Video @
https://www.dailymotion.com/video/x728wd9The above design I call "MagnetShield1"
Is a design in which, when I came back to it / tried it again on my bench
several months after my first round of looking into it...
It didn't work out well, at all....
I thought I was either loosing my mind or...
something....
I declared the design a bust / no go on this forum (another topic) at that
point in time. I even pulled the original video off line...
Turns out that my shielding magnet had radically altered itself in the interim time period
between my original examinations and that second much later, round of examinations
How ?
The shield magnet element of the design I used (still am using) was actually two magnets
that I glued together, edge to edge.
Those magnets are wafer shaped and the poles are on the broad faces.

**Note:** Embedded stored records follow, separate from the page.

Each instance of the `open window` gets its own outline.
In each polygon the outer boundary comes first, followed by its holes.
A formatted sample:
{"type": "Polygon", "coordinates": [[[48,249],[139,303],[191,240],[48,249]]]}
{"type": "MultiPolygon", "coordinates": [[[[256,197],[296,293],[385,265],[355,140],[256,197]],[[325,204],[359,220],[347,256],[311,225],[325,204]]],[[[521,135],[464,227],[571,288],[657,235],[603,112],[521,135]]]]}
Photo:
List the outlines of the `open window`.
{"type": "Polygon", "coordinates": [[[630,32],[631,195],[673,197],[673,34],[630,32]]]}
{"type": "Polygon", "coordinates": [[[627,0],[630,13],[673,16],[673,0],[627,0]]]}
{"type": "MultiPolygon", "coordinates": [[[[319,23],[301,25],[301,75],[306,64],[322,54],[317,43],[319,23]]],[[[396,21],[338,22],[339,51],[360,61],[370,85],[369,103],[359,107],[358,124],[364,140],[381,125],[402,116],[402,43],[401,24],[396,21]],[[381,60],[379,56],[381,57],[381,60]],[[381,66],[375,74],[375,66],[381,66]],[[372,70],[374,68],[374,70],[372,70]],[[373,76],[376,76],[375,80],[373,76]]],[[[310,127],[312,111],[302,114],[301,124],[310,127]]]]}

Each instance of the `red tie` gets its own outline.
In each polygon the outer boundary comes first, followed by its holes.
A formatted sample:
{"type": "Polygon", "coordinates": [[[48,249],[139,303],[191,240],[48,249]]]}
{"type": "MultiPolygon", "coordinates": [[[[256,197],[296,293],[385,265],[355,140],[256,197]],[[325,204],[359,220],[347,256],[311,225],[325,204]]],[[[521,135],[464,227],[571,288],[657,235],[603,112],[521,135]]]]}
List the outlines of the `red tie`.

When pressed together at their edges the two magnets could be oriented as either in
repulsion or as in attraction.
Either a N to N and a S to S meeting at the edges or
a N to S and a S to N meeting at the edges.
In this design, the shielding magnet is done out of two magnets edge to edge while
repelling each other ( N to N and S to S).
This was done not by intentional design, but rather because of improvisation.
I did not have a single magnet of the physical dimensions I needed. So I combined
two magnets with glue.
I realize that this results in a field shape that is distorted into something other than
that shape which a single magnet will produce. But I do not consider this as
having significantly impacted the out comes.
What did seriously impact those out comes, was the long time period during which
the two magnet remained glued to each other in repulsion.
One of the magnets dominated the other and significantly weakened it.
This in turn totally wrecked the force balancing required for effective
redirection / neutralization of the magnet forces !
After figuring all that out, I posted the original video on line again ( a long time ago), but it is
at a different link (can't do anything about that). And guess what. It really does kick ass.